Oh, wie unruhig ihr Herz in ihrer Brust war. Aspen hätte ihrem Vater längst davon erzählt. Bald würde König Kendrick in Zaïre ankommen und einen riesigen Aufstand machen.

Nicken, hoffte Natalia, dass er schnell kommen würde. Die Zeremonie, die drinnen stattfand, schritt sehr schnell voran.

Sie vermutete, dass Blondie ihrem Alpha schnell verziehen hatte, dass er vor der Hochzeitszeremonie mit jemand anderem geschlafen hatte, da viele der Alpha-Könige vor ihm dies zur Tradition gemacht hatten. Andererseits heiratete das Mädchen den Alpha-König. Natalia vermutete, dass die Macht, die mit der Ehe mit Raiden einherging, viel zu groß war, als dass das blonde Mädchen die Hochzeit absagen würde.

Sie schien Natalia wie eine kämpferische Person. Sobald ihre Hochzeit unterbrochen wurde, wusste Natalia, dass dieses Mädchen sich rächen würde.
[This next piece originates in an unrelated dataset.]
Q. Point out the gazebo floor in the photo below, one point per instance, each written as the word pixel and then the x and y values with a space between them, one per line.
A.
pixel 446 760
Zum Glück für sie hatte Natalia keinerlei Interesse an ihrem kostbaren kleinen Alpha-König. Sie wollte ihn nicht einmal heiraten, sie musste es! Sobald sie erfolgreich vermieden hatte, den alten Vampirkönig zu heiraten, der zufällig auch Aspens Vater war – widerlich – und sie auch das bekommen hatte, wofür sie nach Zaïre gekommen war, würde Natalia ihre Sachen packen und verschwinden, den Alpha-König und Blondie zurücklassen, um einander hundertmal zu heiraten, wenn sie wollten.
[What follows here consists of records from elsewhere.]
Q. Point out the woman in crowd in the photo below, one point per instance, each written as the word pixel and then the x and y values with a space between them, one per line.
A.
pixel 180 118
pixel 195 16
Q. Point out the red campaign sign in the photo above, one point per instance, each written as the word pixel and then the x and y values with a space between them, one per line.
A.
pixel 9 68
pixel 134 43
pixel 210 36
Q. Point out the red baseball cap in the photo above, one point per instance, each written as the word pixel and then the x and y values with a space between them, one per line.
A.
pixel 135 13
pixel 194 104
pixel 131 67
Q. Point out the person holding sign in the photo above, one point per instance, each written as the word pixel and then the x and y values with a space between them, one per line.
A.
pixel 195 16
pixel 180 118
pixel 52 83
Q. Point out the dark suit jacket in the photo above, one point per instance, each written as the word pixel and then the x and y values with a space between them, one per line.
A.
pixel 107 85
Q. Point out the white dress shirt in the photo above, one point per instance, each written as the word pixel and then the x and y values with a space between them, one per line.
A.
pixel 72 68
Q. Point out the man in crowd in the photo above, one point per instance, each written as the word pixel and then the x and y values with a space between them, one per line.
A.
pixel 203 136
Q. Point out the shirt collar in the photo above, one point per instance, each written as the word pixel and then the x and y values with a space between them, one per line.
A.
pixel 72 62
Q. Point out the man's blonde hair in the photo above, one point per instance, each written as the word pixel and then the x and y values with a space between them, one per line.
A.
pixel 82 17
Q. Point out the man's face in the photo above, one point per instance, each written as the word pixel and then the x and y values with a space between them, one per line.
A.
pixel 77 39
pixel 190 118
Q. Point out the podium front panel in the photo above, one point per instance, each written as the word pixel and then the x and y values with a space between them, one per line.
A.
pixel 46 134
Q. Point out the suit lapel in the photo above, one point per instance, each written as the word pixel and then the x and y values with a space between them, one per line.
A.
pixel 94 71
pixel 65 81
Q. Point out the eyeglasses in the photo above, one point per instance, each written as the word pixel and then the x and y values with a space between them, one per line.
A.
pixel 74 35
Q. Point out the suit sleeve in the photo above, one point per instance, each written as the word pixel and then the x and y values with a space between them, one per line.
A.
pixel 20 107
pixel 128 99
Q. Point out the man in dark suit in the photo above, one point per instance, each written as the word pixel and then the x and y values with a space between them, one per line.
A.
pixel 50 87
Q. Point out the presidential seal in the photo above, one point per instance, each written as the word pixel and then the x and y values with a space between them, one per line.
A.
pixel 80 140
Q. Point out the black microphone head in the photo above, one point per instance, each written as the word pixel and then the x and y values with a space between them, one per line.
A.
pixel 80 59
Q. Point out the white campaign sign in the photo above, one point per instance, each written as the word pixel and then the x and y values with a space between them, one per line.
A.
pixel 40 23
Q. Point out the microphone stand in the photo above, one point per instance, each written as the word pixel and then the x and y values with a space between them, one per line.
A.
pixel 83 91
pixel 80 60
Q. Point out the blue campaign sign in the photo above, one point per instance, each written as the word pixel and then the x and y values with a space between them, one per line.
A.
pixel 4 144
Unruhig seufzend, drehte sie sich um und blickte in eine Ecke des Schuppens, als ein lauter Tumult in der Ferne sie dazu brachte, scharf zu den Schuppentüren zu schauen.

Ein Schauer lief ihr über die Arme, als sie langsam aufstand und das Schreien und Brüllen in der Ferne hörte.

Es geschah. Der König von Gadon war hier, um Chaos zu stiften.